Introduction
Claude Managed Agents was just announced, so I tried using it to build a personal assistant for household tasks.
What I wanted was pretty simple: an AI I can call from Slack that can handle family notes, tasks, reminders, and schedules without too much ceremony. Things like birthdays, what gifts I bought last year, school handouts, grocery co-op deadlines, and small day-to-day household tasks.
My first impression was very positive. Claude Managed Agents solves a lot of the annoying parts up front:
- I do not have to host the execution environment myself
- Vaults and sandboxes are built in from the start
- MCP and custom tools make it easier to build a safer architecture
That said, it does not eliminate the need for surrounding application code. I still needed a Slack event endpoint, persistent task state, and scheduled execution. In the end, I landed on an architecture centered on Claude Managed Agents, with Lambda + DynamoDB + EventBridge Scheduler around it.
What I wanted to build
These were the rough requirements:
- Trigger the AI from Slack mentions for household tasks
- Let the AI take notes and transcribe things
- Connect with Google Calendar and Drive so important things are not missed
- Have the AI send a daily reminder about household tasks
- Let me send rough notes about finished tasks or recurring events and have the AI remember them in a useful way
So far, the parts that are actually working are mainly 1 / 2 / 4 / 5. Calendar and Drive integration are next.
Quickstart was genuinely useful
I started from the Claude Console Quickstart:
It is a good way to get an initial agent configuration in place. You can shape the setup through conversation instead of writing everything from scratch. Japanese IME input still felt a little awkward, and Enter could fire too early, but overall it was fast enough to be useful.
Slack MCP
On the Slack side, I created a bot account and added the scopes I needed. The main ones ended up being:
app_mentions:readchat:writefiles:read
The Slack MCP lives on the Managed Agent side, but actual event ingestion and attachment retrieval are handled by Lambda. In practice, that split felt better than trying to force everything through MCP alone.
Sandbox
Claude Managed Agents also gives you a managed execution environment. In this project I used a sandbox configured for Slack MCP calls and custom tool usage.

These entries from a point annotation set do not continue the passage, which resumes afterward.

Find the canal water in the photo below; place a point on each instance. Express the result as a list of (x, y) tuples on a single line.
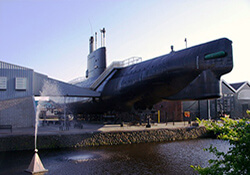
[(171, 158)]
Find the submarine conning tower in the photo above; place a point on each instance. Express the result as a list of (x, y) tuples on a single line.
[(97, 57)]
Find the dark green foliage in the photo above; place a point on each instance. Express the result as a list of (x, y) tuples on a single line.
[(237, 160)]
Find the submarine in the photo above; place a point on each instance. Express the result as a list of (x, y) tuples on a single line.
[(190, 74)]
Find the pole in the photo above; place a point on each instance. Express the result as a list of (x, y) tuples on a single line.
[(159, 116), (208, 110)]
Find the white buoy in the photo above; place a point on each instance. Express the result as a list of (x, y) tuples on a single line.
[(36, 165)]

I did not let the agent touch DynamoDB directly. Instead, DynamoDB access goes through custom tools, and Lambda performs the actual reads and writes. That keeps the permission boundary clear and makes the update rules easier to control from the application side.

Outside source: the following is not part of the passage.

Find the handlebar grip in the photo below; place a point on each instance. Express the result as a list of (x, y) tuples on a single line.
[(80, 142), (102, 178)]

In Anthropic's docs, this execution environment is modeled as an Environment. An Environment is basically the container configuration where the agent runs. You create it once and refer to it by ID. Multiple sessions can reuse the same Environment definition, but each session gets its own isolated container instance, and filesystem state is not shared across sessions. In other words, configuration is reusable, but runtime state is isolated per session.
References:
- https://platform.claude.com/docs/en/managed-agents/overview
- https://platform.claude.com/docs/en/managed-agents/environments
That matters a lot. Even for a personal or family assistant, it means each run starts from a clean, isolated environment instead of inheriting leftovers from the previous run. Network settings are also part of the Environment, and Anthropic recommends using limited networking with explicit allowed_hosts for production. So the sandbox is not just “a safe box for Claude.” It is the unit that bundles isolation, dependency setup, and network permissions together.
Vault
I stored the Slack MCP credentials in a Vault. Not having to place raw credentials directly into the agent configuration is a big win.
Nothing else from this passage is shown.